The plaintiffs’ theory goes beyond the ingestion of articles during training. They allege that ChatGPT can generate outputs that reproduce protected expression, summarize paywalled reporting or provide substitutes for the original works. They also contend that AI-generated answers can reduce referral traffic and weaken the economic incentives supporting professional journalism.
OpenAI maintains that model training is transformative and protected by fair use. It argues that models learn statistical relationships from large collections of data rather than functioning as databases that retrieve and distribute complete articles. The company has also said that plaintiffs have relied on artificial prompts designed to force reproduction instead of demonstrating typical product behavior.
The distinction between training and output remains one of the most important unresolved issues in AI copyright law. A court could treat the analysis of training inputs differently from specific instances in which a model produces text closely resembling a protected work. Evidence about internal regurgitation testing, user interactions and mitigation systems could therefore matter even if the broader training process is ultimately found to be lawful.
For the technology sector, the sanctions motion highlights the expanding operational cost of copyright litigation. AI developers are not only defending their legal theories about fair use; they must also document how datasets were assembled, how models were evaluated, what logs were retained and how internal experiments relate to claims made in court.

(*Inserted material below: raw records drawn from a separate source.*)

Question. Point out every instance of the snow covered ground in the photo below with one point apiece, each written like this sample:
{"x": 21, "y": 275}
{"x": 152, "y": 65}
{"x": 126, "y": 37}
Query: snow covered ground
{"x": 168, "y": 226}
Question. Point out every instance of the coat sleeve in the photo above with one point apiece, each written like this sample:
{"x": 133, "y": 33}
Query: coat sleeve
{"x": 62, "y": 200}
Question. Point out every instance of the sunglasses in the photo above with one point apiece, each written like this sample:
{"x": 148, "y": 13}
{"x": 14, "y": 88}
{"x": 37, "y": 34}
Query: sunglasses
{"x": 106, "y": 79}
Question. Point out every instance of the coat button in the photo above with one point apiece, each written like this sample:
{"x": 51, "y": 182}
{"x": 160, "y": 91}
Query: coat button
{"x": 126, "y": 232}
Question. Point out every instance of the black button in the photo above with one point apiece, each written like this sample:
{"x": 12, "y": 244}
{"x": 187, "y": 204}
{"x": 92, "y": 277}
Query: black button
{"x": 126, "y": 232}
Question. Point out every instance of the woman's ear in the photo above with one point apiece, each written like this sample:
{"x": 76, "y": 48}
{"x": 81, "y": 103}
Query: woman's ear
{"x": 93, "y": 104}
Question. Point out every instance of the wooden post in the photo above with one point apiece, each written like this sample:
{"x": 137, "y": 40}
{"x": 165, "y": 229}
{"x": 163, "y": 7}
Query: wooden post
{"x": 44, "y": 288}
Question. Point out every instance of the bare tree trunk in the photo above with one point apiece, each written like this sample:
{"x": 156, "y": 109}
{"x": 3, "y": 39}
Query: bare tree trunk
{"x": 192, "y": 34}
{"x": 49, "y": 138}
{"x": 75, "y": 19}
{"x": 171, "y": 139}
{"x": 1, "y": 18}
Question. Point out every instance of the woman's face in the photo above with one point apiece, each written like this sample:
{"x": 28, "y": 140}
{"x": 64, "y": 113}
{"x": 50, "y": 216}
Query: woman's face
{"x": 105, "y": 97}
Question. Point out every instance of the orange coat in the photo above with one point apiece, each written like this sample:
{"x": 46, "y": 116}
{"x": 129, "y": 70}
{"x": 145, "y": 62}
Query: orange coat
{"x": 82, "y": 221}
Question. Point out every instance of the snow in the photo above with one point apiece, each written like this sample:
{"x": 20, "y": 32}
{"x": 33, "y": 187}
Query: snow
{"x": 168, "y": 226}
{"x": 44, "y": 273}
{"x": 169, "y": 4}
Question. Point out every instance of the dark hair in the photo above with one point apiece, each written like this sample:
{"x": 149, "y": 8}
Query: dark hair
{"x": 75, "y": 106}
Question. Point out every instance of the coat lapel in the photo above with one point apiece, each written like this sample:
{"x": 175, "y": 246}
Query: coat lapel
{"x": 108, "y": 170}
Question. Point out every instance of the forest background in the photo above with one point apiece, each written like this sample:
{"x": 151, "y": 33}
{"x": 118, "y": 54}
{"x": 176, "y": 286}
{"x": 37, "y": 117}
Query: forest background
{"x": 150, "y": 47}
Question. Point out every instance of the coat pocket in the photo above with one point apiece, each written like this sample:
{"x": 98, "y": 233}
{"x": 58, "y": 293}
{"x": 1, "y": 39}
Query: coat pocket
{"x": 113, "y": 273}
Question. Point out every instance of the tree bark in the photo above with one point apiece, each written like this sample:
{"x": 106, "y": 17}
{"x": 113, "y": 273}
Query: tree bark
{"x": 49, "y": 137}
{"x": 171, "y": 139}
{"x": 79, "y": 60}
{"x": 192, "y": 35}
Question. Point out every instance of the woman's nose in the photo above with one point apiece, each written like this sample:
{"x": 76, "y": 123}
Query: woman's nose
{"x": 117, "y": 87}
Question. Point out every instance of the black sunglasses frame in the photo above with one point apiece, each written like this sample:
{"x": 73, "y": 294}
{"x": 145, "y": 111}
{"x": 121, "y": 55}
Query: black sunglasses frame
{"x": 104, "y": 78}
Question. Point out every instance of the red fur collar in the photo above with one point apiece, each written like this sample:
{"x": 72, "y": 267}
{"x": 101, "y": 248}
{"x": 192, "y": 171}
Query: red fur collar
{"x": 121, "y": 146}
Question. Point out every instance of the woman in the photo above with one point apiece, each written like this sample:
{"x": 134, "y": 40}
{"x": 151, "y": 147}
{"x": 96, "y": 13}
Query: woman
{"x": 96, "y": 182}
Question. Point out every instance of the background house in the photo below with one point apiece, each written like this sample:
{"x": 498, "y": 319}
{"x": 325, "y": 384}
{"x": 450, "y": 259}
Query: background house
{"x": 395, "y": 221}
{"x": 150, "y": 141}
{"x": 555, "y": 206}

Companies with proprietary training pipelines may face growing demands to create auditable records without revealing trade secrets or exposing user data. Internal teams responsible for model safety, privacy, evaluation and legal compliance may need more integrated retention policies so that tools created for one purpose can be located and reviewed when litigation begins.
The controversy could also affect negotiations between AI companies and publishers. A number of media organizations have opted for licensing partnerships that allow their material to be incorporated into AI products under commercial agreements. Others have pursued litigation, arguing that voluntary deals cannot replace compensation for earlier or unauthorized use.
If the publishers obtain strong sanctions, their bargaining position could improve by increasing the legal and evidentiary risks faced by model developers. If OpenAI defeats the motion and demonstrates that the disputed information was properly handled, the decision could reinforce limits on how far copyright plaintiffs may go in demanding customer data and internal AI telemetry.
The immediate question is narrower than the broader future of generative AI: whether OpenAI met its obligations in this particular litigation. The judge will have to separate allegations about the merits of the copyright claims from claims about the integrity of the discovery process. Evidence that a model may have reproduced journalism does not automatically establish discovery misconduct, just as procedural misconduct would not, by itself, resolve every element of infringement.
Still, discovery disputes can have substantial commercial consequences. Adverse findings may increase settlement pressure, complicate OpenAI’s fair-use defense and encourage similar motions in other copyright cases. A rejection of the publishers’ claims could strengthen OpenAI’s argument that broad requests for user conversations create privacy risks without producing proportionate evidence.
The sanctions motion is now pending, and OpenAI will have an opportunity to formally respond. Until the court evaluates the competing accounts, the publishers’ assertions regarding hidden datasets, deleted outputs and substituted logs remain allegations rather than judicial findings. The ruling will nevertheless be closely watched across the AI, media and enterprise-software industries as companies reassess how model behavior, copyrighted content and user data must be documented when commercial AI systems enter the courtroom.